8. In a more positive step for the advancement of biotech 
development in France, at the annual French corn producers meeting 
in June, a farmer publicly discussed his justifications for planting 
Bt corn.  He listed the advantages of reduced pesticide use, higher 
production of high quality corn not weakened by European corn borer 
attacks, and the benefits of staggering corn harvests. 
 
9. And further, Cultivar magazine, a French technical publication, 
published an interview in its July issue with a farmer growing 
biotech corn for commercial sale in which he described the different 
management steps he took from planting, to coexistence with 
non-biotech corn, through harvesting. 
 
10.  Comment:  Some previous court rulings favoring test plot 
destroyers have been discouraging to farmers as well as researchers, 
who reduced their activities in France and/or moved outside of 
France.  These recent more positive rulings will favor biotech 
research and production, particularly if accompanied by reasonable 
legislation on GM and non-GM coexistence.  However, the French 
Biotech Bill has languished in the French Parliament since its vote 
by the Senate last March (reftel) for political reasons. 

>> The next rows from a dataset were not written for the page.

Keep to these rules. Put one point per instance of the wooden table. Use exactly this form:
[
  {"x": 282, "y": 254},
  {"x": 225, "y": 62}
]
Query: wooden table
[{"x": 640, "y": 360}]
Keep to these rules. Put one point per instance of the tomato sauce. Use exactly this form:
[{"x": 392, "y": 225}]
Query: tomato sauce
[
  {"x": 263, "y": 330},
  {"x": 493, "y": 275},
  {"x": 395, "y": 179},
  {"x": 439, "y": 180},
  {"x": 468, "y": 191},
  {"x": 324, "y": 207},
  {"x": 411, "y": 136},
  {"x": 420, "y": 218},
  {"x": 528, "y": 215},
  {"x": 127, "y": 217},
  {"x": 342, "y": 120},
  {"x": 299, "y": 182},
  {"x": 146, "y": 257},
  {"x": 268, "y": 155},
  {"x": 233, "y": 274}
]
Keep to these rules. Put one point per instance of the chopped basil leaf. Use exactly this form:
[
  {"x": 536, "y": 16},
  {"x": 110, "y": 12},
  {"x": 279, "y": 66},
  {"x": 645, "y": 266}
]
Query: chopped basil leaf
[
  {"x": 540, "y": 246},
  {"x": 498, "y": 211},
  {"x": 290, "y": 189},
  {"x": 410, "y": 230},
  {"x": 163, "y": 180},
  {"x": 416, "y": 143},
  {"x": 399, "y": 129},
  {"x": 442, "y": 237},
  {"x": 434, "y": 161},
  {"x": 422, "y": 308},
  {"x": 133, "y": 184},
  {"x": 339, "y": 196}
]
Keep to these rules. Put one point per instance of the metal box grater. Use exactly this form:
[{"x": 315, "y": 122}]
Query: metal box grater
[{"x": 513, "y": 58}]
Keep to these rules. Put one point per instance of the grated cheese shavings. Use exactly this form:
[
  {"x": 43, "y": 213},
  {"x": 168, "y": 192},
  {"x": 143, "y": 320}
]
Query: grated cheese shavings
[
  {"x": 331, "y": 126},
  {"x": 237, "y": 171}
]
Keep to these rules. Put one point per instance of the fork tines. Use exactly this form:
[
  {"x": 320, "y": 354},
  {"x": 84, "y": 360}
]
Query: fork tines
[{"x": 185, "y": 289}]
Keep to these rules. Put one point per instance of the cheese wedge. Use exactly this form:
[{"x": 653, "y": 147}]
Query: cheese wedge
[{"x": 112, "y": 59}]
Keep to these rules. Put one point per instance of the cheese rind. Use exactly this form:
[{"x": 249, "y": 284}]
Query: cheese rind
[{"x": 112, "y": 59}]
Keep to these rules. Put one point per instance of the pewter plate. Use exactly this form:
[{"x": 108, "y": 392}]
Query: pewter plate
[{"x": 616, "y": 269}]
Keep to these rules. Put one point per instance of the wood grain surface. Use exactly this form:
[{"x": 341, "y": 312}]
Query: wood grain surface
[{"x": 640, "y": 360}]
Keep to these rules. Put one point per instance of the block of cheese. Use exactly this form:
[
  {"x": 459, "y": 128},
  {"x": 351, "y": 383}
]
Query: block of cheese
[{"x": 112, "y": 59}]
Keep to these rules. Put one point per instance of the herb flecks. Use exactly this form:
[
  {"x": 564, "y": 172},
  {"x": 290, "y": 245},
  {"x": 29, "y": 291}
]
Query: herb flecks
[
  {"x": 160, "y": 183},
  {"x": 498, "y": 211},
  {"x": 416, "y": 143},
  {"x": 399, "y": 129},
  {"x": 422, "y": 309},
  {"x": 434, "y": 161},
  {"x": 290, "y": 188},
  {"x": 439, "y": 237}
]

Biotechnology is a controversial issue and French Parliamentarians 
are wary of acting on this legislation in the current 
pre-presidential and parliamentary campaign period before the 
elections of May 2007. Still risky, this year's biotech corn crop is 
expected to reach a record 3,000 to 5,000 ha, and would be higher if 
risks were diminished.  Most of the biotech corn grown in France 
goes to Spain in animal feed.  End Comment.